Le analisi del mensile tedesco Öko-Test su 22 shampoo per animali boccia quasi la metà dei prodotti per la presenza di conservanti problematici, allergeni, altre sostanze sospette ed etichette poco trasparenti
Conservanti problematici, allergeni inutili ed etichette poco trasparenti: è la fotografia degli shampoo per animali scattata dal mensile tedesco Öko-Test che ha portato in laboratorio 22 prodotti. I risultati evidenziano criticità diffuse che trasformano un semplice bagnetto al proprio cane in un problema per la sua salute e per l’ambiente. Quasi la metà degli shampoo riceve un giudizio insufficiente, dietro l’apparenza di prodotti delicati e “specifici per animali”.
Tra formaldeide, clorexidina e dietilftalato: uno shampoo tutt’altro che delicato
Uno dei principali problemi riguarda la composizione. Tra le sostanze segnalate nei prodotti peggiori figurano conservanti come la formaldeide, nota per il suo potere irritante e per la possibile cancerogenicità in caso di esposizione prolungata. Presenti anche isotiazolinoni, tra i principali responsabili di allergie cutanee, e clorexidina, un antibatterico che può sensibilizzare la pelle. Non mancano nemmeno composti come Ipbc, un biocida efficace ma classificato come altamente tossico per gli organismi acquatici, e sostanze come il dietilftalato, sotto osservazione per possibili effetti sul sistema endocrino.
Etichette incomplete e poco trasparenti
Un altro nodo critico riguarda la trasparenza: alcuni shampoo non riportano un elenco completo degli ingredienti né sulla confezione né online. Una mancanza grave, perché impedisce ai consumatori di valutare l’eventuale presenza di sostanze problematiche. In alcuni casi, le aziende non hanno fornito nemmeno su richiesta la documentazione completa dei prodotti, nonostante l’obbligo previsto dalla normativa sui detergenti.

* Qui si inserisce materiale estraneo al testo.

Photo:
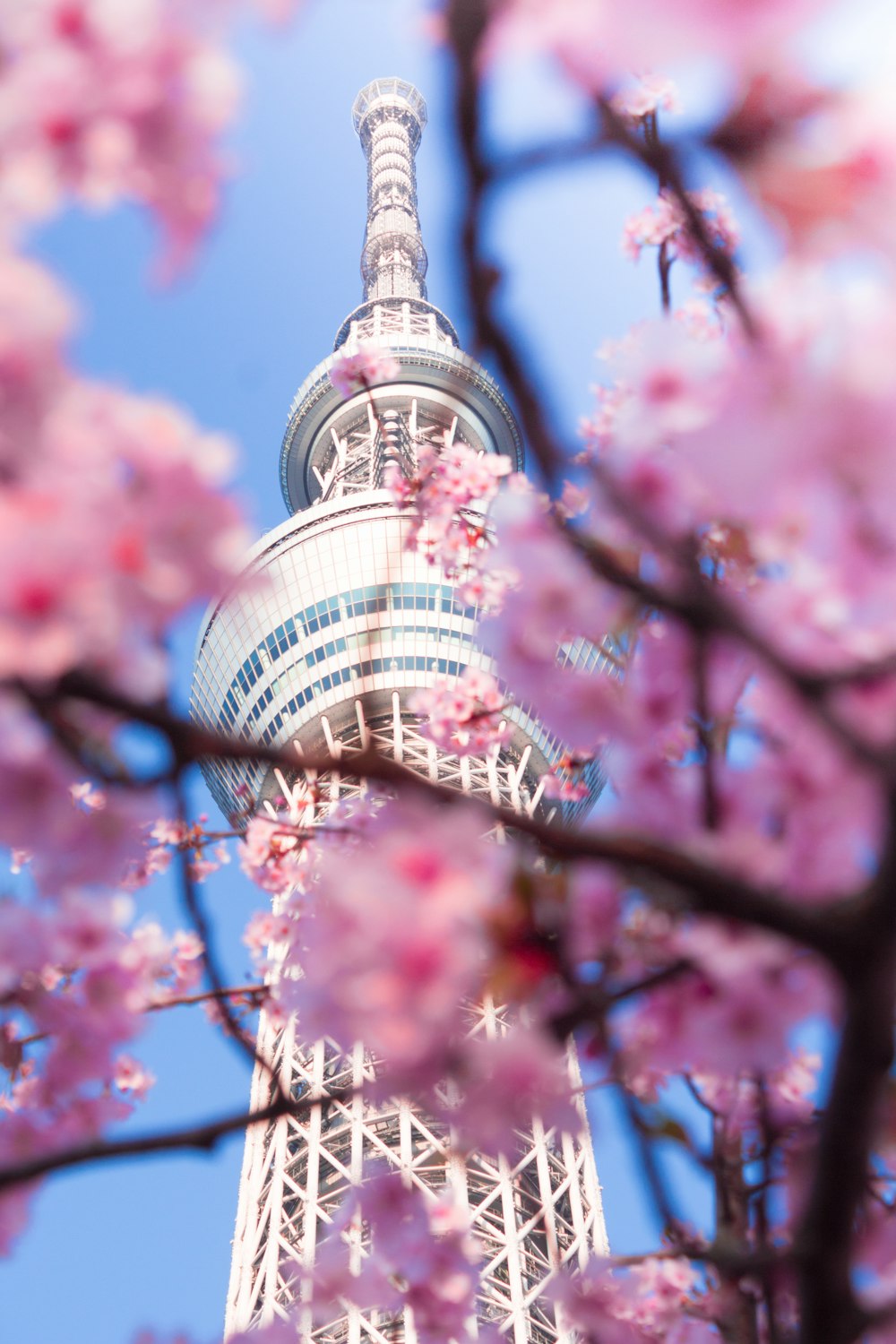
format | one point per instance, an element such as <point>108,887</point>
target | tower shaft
<point>338,624</point>
<point>389,117</point>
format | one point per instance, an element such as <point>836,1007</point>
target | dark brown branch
<point>255,992</point>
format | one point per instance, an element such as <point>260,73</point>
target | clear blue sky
<point>136,1245</point>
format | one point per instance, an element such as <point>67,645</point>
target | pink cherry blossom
<point>362,368</point>
<point>505,1083</point>
<point>646,94</point>
<point>664,225</point>
<point>392,951</point>
<point>463,714</point>
<point>105,109</point>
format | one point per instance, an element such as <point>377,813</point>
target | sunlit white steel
<point>319,648</point>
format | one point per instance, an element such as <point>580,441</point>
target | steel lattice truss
<point>541,1212</point>
<point>530,1217</point>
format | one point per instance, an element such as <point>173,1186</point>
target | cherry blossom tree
<point>723,529</point>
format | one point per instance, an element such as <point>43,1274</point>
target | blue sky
<point>134,1245</point>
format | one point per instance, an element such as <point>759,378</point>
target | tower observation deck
<point>323,642</point>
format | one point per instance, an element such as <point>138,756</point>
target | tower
<point>323,648</point>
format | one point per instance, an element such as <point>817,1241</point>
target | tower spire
<point>390,116</point>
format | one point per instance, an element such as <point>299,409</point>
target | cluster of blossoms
<point>463,714</point>
<point>449,497</point>
<point>664,225</point>
<point>104,102</point>
<point>362,368</point>
<point>74,988</point>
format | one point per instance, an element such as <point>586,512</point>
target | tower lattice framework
<point>332,631</point>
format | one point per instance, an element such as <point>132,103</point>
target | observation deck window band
<point>435,637</point>
<point>349,605</point>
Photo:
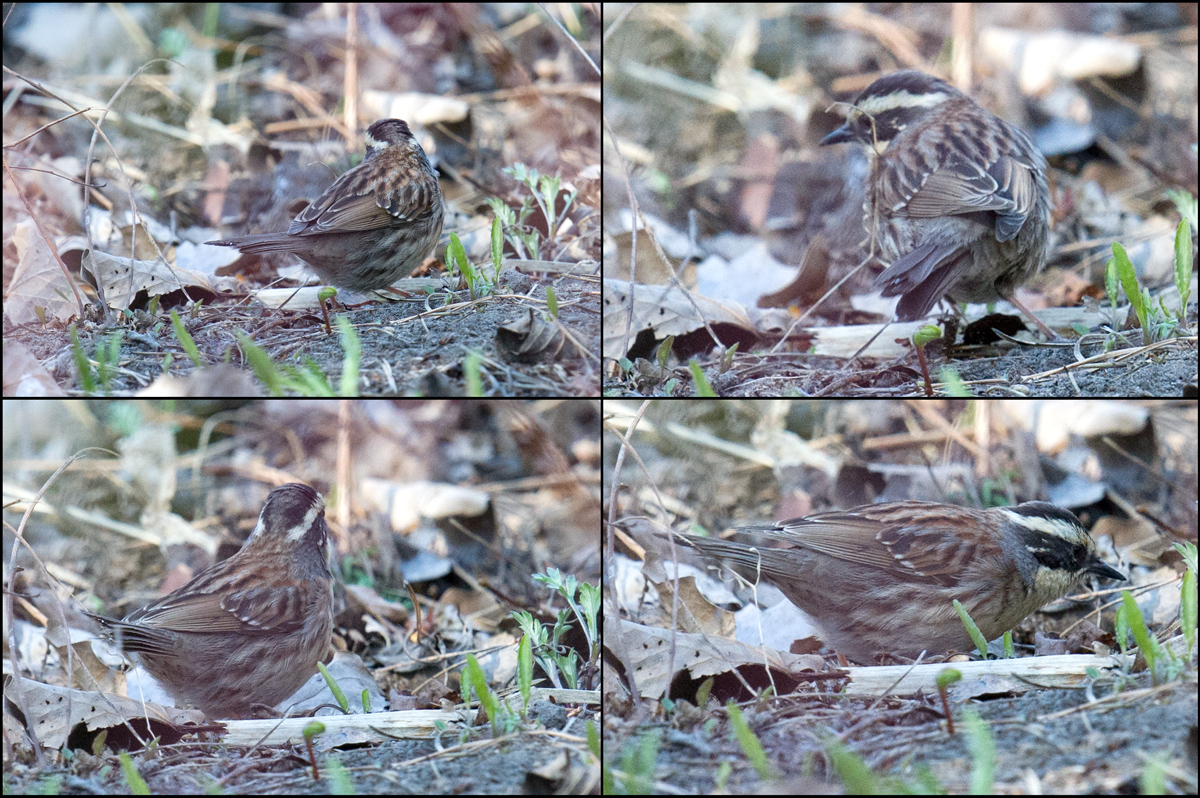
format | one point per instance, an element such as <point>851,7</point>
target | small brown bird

Inoltre nonostante molte etichette riportino la dicitura “pH neutro”, i test mostrano spesso valori non coerenti con questa definizione. Gli esperti ricordano che la pelle del cane ha un pH diverso da quella umana (intorno a 7,5 contro il nostro 5,5) e che prodotti non adeguati possono alterarne l’equilibrio, favorendo secchezza, irritazioni e infezioni.
Oltre alla salute degli animali e dei proprietari, emerge anche un problema ambientale. Alcuni tensioattivi presenti negli shampoo non sono facilmente biodegradabili e possono accumularsi nei fanghi di depurazione, con effetti ancora non del tutto chiariti sugli ecosistemi.
Il test tedesco mostra dunque un settore ancora troppo disomogeneo, dove il marketing “pet friendly” non sempre corrisponde a una reale sicurezza delle formulazioni.
Come sono andati i prodotti venduti anche in Italia?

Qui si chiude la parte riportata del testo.